The judges wrote: “Curtis Gruenler’s Piers Plowman and the Poetics of Enigma: Riddles, Rhetoric, and Theology is an astonishingly broad-ranging and erudite survey of all forms of ‘riddle,’ and demonstrates with great originality the applications of this material to close reading of riddling and riddle contests in William Langland’s poetic masterpiece and other contemporary vernacular texts.

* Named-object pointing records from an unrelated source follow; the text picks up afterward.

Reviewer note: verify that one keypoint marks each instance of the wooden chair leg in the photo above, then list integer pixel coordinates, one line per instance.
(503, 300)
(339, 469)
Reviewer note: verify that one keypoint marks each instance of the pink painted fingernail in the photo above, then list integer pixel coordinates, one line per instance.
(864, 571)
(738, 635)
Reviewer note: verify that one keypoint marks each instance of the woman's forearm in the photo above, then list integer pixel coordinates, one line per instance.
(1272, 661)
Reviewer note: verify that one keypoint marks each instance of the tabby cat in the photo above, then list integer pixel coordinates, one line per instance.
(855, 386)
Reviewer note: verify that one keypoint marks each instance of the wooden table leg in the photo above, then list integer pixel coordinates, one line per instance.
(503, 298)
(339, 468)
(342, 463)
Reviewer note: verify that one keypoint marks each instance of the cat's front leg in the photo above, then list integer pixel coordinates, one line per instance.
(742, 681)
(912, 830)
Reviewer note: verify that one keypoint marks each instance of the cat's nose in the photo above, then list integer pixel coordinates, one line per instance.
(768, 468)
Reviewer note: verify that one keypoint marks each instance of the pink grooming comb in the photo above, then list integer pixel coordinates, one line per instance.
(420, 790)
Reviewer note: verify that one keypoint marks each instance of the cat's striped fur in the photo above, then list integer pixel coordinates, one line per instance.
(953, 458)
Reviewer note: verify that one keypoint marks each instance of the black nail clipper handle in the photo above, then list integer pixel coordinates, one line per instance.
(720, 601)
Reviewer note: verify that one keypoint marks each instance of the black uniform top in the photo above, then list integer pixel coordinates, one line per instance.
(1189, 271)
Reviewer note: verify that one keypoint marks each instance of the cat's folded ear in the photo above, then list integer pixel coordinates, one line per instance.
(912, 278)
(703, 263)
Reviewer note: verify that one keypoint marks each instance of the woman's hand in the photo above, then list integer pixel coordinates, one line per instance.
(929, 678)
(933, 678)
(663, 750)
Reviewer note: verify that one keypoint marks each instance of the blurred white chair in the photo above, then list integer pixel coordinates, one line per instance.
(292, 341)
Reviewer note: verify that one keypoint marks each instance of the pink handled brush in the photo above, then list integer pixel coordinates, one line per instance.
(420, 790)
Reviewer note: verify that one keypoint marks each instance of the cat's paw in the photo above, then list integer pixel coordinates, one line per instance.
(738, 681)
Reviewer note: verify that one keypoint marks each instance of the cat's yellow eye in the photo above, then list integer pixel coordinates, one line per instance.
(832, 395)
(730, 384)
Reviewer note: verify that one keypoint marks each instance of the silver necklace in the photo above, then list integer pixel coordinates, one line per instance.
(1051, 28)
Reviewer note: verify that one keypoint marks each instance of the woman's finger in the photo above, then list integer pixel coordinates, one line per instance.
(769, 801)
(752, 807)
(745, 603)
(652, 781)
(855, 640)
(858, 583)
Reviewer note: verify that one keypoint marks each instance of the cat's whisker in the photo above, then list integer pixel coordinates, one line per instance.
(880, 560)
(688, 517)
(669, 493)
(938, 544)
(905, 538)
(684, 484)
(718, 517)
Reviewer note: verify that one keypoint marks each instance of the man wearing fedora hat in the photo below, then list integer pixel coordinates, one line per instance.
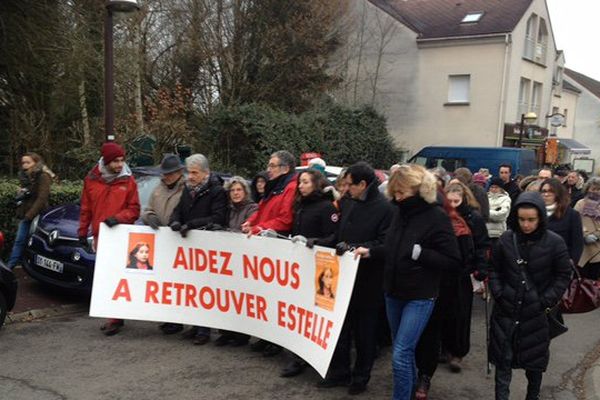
(163, 201)
(166, 195)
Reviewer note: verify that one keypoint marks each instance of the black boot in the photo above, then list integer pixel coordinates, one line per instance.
(294, 368)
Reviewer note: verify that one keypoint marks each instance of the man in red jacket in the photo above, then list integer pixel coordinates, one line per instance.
(275, 212)
(109, 195)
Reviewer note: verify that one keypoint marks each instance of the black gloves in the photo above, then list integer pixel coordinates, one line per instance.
(111, 221)
(152, 221)
(183, 230)
(341, 248)
(480, 275)
(310, 243)
(211, 226)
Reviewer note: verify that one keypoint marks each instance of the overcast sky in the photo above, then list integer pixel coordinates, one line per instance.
(576, 26)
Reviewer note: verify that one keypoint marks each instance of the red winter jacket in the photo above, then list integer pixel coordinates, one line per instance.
(101, 200)
(275, 210)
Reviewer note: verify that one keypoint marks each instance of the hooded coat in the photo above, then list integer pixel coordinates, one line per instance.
(315, 217)
(522, 292)
(101, 199)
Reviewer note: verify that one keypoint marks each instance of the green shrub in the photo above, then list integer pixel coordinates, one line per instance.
(241, 139)
(65, 192)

This volume offers the innovative proposition that all forms of riddling and riddle—everything from folk riddles and word-play through cryptic prophecies to the mysteries of Christian theology—belong to a tradition unified by a ‘poetics of enigma.’ In a series of close readings larded with learned discussion of riddle material, Piers Plowman and the Poetics of Enigma demonstrates the transformative potential this paradigm has for interpretation not just of local cruxes but also the entire modus operandi of the poet: ‘the poem wants readers to play its games and to do so in the pursuit of wisdom’ (165). The riddles framework opens up myriad possibilities for rethinking and re-reading the poem, and its interpretative implications will be long lasting. A great strength of the book is that, while celebrating riddles and the enigmatic, it eschews that mode of writing itself. In not assuming previous knowledge of the poem and in treating a wide range of riddles and theories of the enigmatic with great lucidity, this book has the potential to bring new scholars to Piers Plowman.”
Acquisitions Editor Stephen Little says, “Dr. Gruenler’s work is unusual in its combination of depth, breadth, and clarity, and stands as a model for future medieval research. We at the University of Notre Dame Press are pleased that the volume is receiving the recognition it deserves.”